Au Congrès de la Victoire de juin 1945, a lieu la création du Parti Socialiste Belge. Une nouvelle Fédération liégeoise est créée et un nouveau Président est intronisé : Joseph Merlot. S’il fut plusieurs fois ministre, il fut surtout actif lors de la Question Royale. Il était partisan de l’abdication de Léopold III et rencontra même le Roi pour évoquer la Consultation Populaire.

Au décès de Merlot en 1959, c’est Simon Paque, son vice-président, qui reprend le flambeau. Il mène son action dans le même sens que Merlot et, en fédéraliste convaincu, il s’engage ardemment en faveur d’une plus grande autonomie wallonne.

En 1977, Edouard Close succède au mayeur de Grâce-Berleur. C’est sous sa présidence que le PSB est scindé en deux ailes : l’une francophone, le PS, et l’autre néerlandophone, le SP. En 1986, Edouard Close quitte la Fédération pour se consacrer à Ville de Liège, en proie à de sérieuses difficultés financières.

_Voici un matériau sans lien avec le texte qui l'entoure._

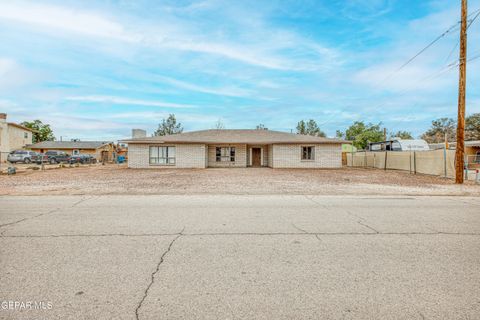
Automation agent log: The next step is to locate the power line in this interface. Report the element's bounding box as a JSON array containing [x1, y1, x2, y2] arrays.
[[381, 9, 480, 82]]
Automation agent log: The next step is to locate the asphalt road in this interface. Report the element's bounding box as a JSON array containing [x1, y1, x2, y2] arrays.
[[0, 195, 480, 319]]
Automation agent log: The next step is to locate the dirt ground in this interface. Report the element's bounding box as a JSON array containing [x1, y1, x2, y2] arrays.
[[0, 165, 480, 196]]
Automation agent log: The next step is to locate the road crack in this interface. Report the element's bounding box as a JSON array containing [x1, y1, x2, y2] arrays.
[[135, 227, 185, 320], [0, 197, 93, 237]]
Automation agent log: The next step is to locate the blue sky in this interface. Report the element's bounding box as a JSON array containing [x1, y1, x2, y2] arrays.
[[0, 0, 480, 140]]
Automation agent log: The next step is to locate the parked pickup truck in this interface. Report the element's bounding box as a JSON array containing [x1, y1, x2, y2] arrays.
[[70, 154, 97, 164], [45, 150, 71, 164], [7, 150, 37, 163], [32, 153, 49, 164]]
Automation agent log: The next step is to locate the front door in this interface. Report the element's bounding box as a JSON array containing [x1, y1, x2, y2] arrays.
[[252, 148, 262, 167]]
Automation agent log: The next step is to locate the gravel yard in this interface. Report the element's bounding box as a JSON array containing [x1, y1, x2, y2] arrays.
[[0, 165, 480, 195]]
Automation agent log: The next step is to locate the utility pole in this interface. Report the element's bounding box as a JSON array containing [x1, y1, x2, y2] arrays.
[[455, 0, 467, 184]]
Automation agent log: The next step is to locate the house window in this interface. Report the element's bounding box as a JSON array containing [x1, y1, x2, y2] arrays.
[[150, 147, 175, 165], [216, 147, 235, 162], [302, 147, 315, 160]]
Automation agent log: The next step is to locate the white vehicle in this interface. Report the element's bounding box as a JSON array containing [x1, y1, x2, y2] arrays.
[[368, 138, 430, 151]]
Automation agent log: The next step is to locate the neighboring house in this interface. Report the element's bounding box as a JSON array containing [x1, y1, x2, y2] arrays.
[[27, 141, 115, 161], [122, 129, 345, 168], [0, 113, 33, 159]]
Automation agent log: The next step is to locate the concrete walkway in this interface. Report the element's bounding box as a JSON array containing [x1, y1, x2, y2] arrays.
[[0, 195, 480, 319]]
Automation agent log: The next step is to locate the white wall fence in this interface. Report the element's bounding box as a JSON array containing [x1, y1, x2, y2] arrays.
[[347, 149, 455, 178]]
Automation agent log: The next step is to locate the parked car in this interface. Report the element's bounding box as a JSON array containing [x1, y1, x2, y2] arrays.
[[7, 150, 37, 163], [70, 154, 96, 164], [32, 153, 49, 164], [45, 150, 70, 164]]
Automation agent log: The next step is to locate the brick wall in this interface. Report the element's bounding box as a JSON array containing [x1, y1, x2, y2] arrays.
[[247, 145, 271, 167], [273, 144, 342, 168], [128, 144, 206, 169], [208, 144, 247, 168]]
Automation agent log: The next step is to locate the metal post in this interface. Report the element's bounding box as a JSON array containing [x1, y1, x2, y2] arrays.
[[385, 150, 388, 171], [455, 0, 467, 184], [443, 146, 447, 178], [408, 148, 412, 174], [413, 151, 417, 174]]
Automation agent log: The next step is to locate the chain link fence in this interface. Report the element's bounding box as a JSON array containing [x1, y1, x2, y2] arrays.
[[347, 149, 468, 178]]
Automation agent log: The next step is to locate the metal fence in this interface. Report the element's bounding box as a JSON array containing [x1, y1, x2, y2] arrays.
[[347, 149, 455, 178]]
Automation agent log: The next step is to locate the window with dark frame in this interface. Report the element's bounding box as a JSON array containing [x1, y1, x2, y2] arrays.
[[150, 146, 175, 165], [302, 147, 315, 160], [215, 147, 235, 162]]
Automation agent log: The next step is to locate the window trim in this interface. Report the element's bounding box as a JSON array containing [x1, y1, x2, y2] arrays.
[[148, 145, 177, 167], [215, 146, 237, 163], [300, 145, 315, 162]]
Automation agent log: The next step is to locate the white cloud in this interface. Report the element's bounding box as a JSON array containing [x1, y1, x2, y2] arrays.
[[0, 2, 335, 71], [65, 96, 196, 108], [0, 1, 138, 41], [157, 76, 252, 97]]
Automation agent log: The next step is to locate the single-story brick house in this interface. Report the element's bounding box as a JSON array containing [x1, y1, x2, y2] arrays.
[[26, 141, 115, 161], [122, 129, 345, 168]]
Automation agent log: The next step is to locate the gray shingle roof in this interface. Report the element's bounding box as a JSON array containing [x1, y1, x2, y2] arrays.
[[27, 141, 111, 150], [122, 129, 346, 144]]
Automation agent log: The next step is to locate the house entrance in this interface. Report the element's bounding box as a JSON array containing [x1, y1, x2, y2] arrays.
[[252, 148, 262, 167]]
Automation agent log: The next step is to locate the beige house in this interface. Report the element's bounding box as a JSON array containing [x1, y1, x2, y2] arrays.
[[27, 141, 115, 161], [0, 113, 33, 159], [123, 129, 344, 168]]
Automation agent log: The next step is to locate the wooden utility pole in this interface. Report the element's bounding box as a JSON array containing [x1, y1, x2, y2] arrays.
[[455, 0, 467, 184]]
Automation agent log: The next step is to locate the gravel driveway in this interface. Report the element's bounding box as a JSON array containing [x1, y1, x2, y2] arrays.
[[0, 165, 480, 195]]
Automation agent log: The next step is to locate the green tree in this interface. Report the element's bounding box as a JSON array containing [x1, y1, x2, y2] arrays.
[[421, 118, 457, 143], [21, 120, 55, 143], [465, 113, 480, 140], [297, 119, 327, 137], [335, 130, 345, 139], [390, 131, 413, 140], [153, 114, 183, 136], [345, 121, 383, 149]]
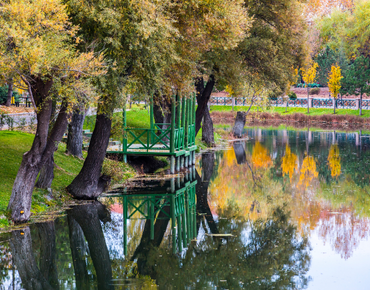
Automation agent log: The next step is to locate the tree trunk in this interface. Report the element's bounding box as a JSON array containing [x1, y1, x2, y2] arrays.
[[195, 75, 215, 135], [5, 79, 13, 107], [35, 153, 54, 189], [8, 81, 68, 223], [153, 94, 172, 142], [35, 100, 57, 189], [67, 110, 85, 158], [233, 112, 246, 138], [202, 106, 215, 147], [36, 221, 59, 289], [67, 104, 112, 199], [10, 227, 54, 290], [67, 202, 114, 289]]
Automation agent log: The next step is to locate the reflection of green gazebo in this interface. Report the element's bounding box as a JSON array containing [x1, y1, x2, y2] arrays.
[[107, 95, 197, 173], [122, 174, 197, 255]]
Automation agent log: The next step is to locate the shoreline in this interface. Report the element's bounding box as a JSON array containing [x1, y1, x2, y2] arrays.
[[211, 111, 370, 131]]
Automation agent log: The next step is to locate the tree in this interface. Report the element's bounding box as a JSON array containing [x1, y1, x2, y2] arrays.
[[301, 61, 318, 114], [0, 0, 100, 222], [328, 65, 343, 114], [340, 55, 370, 116], [196, 0, 306, 142], [66, 0, 178, 199]]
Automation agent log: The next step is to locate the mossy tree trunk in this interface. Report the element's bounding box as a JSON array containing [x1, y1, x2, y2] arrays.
[[8, 79, 68, 222], [195, 75, 216, 135], [67, 105, 113, 199], [5, 79, 13, 107], [67, 109, 85, 158]]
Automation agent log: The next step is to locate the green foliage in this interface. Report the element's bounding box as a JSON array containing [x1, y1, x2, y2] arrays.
[[319, 0, 370, 58], [0, 131, 83, 224], [340, 56, 370, 96], [310, 88, 320, 95], [211, 106, 370, 118], [0, 86, 8, 104]]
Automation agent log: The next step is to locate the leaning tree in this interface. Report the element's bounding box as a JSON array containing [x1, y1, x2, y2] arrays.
[[0, 0, 100, 222]]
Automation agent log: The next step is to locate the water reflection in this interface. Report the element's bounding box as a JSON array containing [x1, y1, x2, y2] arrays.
[[224, 129, 370, 259], [0, 129, 370, 289]]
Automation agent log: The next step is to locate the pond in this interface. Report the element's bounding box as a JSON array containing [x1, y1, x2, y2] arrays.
[[0, 128, 370, 289]]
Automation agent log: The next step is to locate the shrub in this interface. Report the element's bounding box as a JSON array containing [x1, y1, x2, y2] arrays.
[[310, 88, 320, 95], [288, 91, 297, 100]]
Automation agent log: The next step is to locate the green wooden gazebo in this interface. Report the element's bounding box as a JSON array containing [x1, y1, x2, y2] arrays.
[[107, 94, 197, 173]]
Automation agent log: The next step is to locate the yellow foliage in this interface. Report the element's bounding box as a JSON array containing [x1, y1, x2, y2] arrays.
[[252, 142, 272, 168], [328, 145, 341, 177], [302, 62, 319, 87], [328, 65, 343, 99], [281, 144, 297, 180], [225, 85, 235, 96], [298, 156, 319, 188]]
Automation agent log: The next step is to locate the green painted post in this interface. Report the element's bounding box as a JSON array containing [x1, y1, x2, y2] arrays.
[[185, 194, 191, 243], [176, 157, 181, 172], [123, 195, 128, 256], [177, 214, 182, 252], [176, 94, 181, 129], [122, 102, 127, 163], [149, 95, 154, 144], [181, 97, 186, 151], [170, 96, 176, 174], [148, 197, 154, 240], [170, 97, 176, 153], [171, 194, 176, 254]]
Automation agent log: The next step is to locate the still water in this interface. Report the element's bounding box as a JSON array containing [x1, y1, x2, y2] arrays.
[[0, 128, 370, 289]]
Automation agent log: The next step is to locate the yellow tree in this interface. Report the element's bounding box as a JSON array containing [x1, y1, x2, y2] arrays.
[[302, 61, 319, 114], [0, 0, 100, 222], [328, 145, 341, 177], [328, 64, 343, 114], [281, 144, 297, 180]]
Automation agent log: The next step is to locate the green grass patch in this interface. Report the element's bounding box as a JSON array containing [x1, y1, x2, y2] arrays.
[[0, 131, 135, 228]]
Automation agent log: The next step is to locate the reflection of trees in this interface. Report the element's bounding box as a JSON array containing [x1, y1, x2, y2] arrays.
[[195, 153, 218, 234], [252, 142, 272, 168], [298, 155, 319, 188], [10, 222, 58, 289], [328, 145, 341, 177], [281, 143, 297, 180], [132, 208, 310, 289], [67, 202, 114, 289]]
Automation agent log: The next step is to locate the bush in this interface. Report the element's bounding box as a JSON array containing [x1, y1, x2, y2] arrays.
[[288, 91, 297, 100], [310, 88, 320, 95]]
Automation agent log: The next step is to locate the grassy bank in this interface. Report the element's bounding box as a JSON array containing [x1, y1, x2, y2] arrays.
[[211, 106, 370, 118], [0, 131, 135, 228]]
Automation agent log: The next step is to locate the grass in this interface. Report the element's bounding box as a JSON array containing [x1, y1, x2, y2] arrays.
[[211, 106, 370, 118], [0, 131, 83, 228], [0, 131, 135, 228]]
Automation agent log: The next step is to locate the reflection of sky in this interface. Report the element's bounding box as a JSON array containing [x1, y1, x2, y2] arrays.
[[307, 230, 370, 290], [101, 212, 124, 259]]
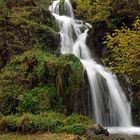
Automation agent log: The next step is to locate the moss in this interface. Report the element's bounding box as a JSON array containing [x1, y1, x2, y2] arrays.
[[0, 49, 83, 114], [0, 0, 60, 69], [0, 112, 92, 135]]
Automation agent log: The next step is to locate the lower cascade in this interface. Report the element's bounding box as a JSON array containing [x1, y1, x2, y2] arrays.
[[49, 0, 132, 127]]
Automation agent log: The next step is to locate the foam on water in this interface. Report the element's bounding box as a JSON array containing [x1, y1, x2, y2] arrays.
[[49, 0, 140, 134]]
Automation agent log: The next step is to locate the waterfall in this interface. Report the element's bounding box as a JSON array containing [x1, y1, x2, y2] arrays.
[[49, 0, 132, 127]]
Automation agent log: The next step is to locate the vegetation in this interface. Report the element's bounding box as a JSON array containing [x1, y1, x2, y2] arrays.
[[74, 0, 140, 91], [0, 112, 92, 135], [0, 0, 140, 135], [0, 49, 83, 114], [105, 20, 140, 90]]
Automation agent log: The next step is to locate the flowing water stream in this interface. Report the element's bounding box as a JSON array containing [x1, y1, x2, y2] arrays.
[[49, 0, 140, 133]]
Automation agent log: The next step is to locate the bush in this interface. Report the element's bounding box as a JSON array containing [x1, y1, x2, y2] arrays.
[[0, 112, 92, 135]]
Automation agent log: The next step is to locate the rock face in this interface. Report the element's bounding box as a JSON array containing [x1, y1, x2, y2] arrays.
[[86, 124, 109, 140]]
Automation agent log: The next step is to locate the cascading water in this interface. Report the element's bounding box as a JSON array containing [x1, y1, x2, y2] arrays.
[[49, 0, 140, 131]]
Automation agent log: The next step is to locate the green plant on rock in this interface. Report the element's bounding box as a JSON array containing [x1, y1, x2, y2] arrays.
[[0, 112, 92, 135], [105, 19, 140, 88]]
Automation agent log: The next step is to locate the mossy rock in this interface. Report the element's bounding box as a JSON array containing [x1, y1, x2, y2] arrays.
[[0, 49, 83, 114], [6, 0, 37, 8], [0, 0, 60, 69]]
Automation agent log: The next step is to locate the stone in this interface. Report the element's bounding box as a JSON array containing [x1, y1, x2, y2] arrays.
[[86, 124, 109, 140]]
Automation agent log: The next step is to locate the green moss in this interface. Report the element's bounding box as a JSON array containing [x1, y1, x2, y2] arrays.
[[0, 49, 83, 114], [0, 112, 92, 135]]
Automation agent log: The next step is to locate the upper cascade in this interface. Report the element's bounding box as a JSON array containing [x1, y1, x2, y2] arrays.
[[49, 0, 132, 127]]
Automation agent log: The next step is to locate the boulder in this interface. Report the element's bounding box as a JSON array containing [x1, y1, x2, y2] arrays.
[[86, 124, 109, 140]]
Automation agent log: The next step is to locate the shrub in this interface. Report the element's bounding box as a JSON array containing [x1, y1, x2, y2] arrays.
[[0, 112, 92, 135]]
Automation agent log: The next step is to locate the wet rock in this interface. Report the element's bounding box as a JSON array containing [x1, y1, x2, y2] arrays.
[[6, 0, 37, 9], [86, 124, 109, 140], [113, 137, 125, 140]]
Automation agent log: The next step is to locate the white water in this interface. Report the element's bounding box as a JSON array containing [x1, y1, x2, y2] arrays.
[[49, 0, 140, 133]]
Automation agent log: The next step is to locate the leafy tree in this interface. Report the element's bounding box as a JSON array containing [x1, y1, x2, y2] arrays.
[[104, 19, 140, 90]]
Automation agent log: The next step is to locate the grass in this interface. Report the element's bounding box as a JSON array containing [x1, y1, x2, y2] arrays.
[[0, 133, 79, 140]]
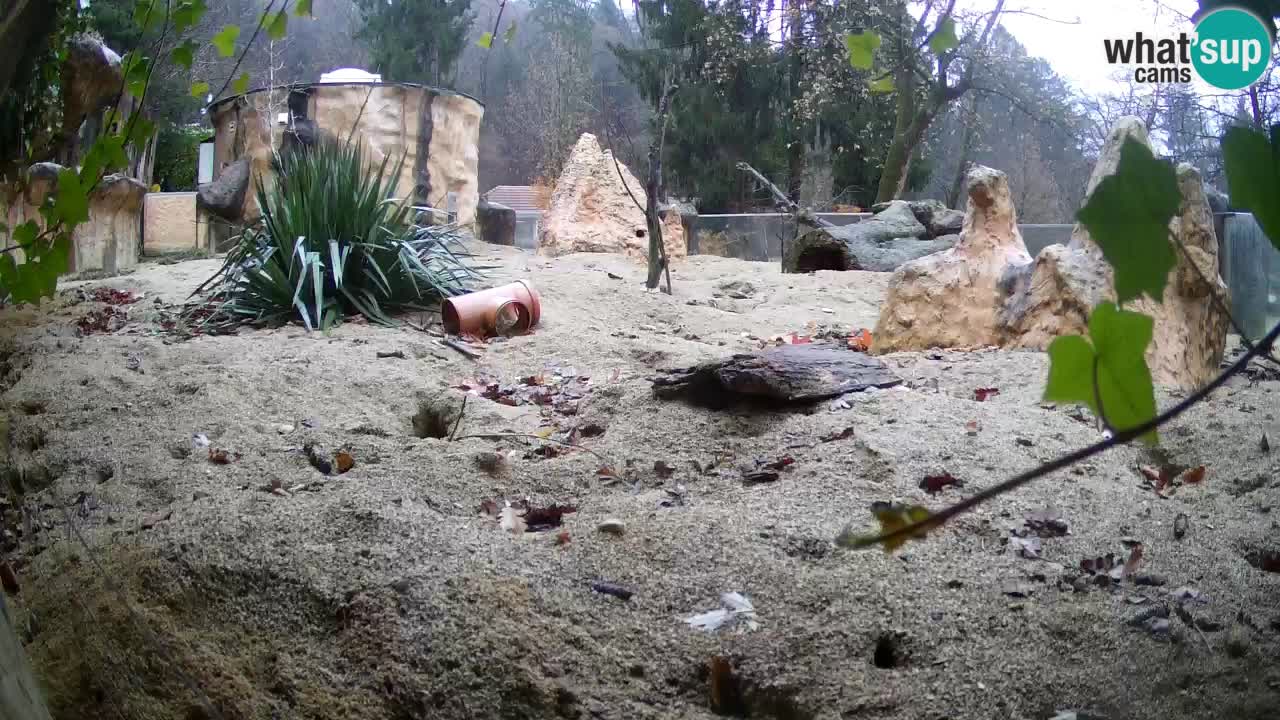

C’est à la demande d’André Cools que Paul Bolland reprend la charge fédérale. Il passe quatre années Place Sainte-Véronique et laisse l’image d’un homme autoritaire, volontaire, loyal et intelligent. En 1990, il devient Gouverneur de la Province de Liège et quitte la Fédération.

Le successeur de Paul Bolland sera une successeuse. Marguerite Remy, qui était entrée à la Fédération en 1958 et était alors Secrétaire Fédérale, accepte de reprendre la présidence durant l’année 1990. Elle est la première et unique femme à avoir occupé ce poste.


Paul Bolland, s.d., Coll ILHS

C’est Lambert Verjus qui préside ensuite la Fédération de Liège. Son mandat sera très lourd à assumer puisque, le 18 juillet 1991, André Cools est assassiné. L’enquête qui suit et les « affaires » qui en découlent plongent le PS liégeois dans la tourmente. A la fin de l’année 1992, Lambert Verjus jette l’éponge, tandis que Gaston Onkelinx assure l’intérim.
Marguerite Remy, s.d., Coll. ILHS

Devenu Président en 1993, Michel Daerden reçoit la mission de « pacifier » la Fédération. En 1995, le calme revenu, il s’en va alors vers de nouvelles responsabilités ministérielles et Jean Namotte assure l’intérim.



Secrétaire Général de la FMSS, Michel Dighneef reprend alors le flambeau. Il assure ainsi un lien entre la Fédération et la Mutualité, lointain parfum de l’Action Commune des années 50 et 60. Lassé par les querelles intestines, Michel Dighneef jette l’éponge après deux ans. En sept ans, la Fédération a « usé » cinq Présidents,... autant que durant les septante années précédentes !

Jean-Claude Peeters est alors appelé pour ramener la sérénité Place Sainte-Véronique. Il assume la présidence de la Fédération liégeoise du Parti Socialiste de 1997 à 2003, période durant laquelle les tensions s’apaisent.

En 2003, Guy Mathot est élu à la tête de la Fédération avec pour ambition de faire l’unité autour de son nom. Décédé en 2005, il ne peut aller au bout de son mandat et c’est Willy Demeyer qui assure sa succession. Le Bourgmestre de Liège est réélu en 2007 pour un second mandat.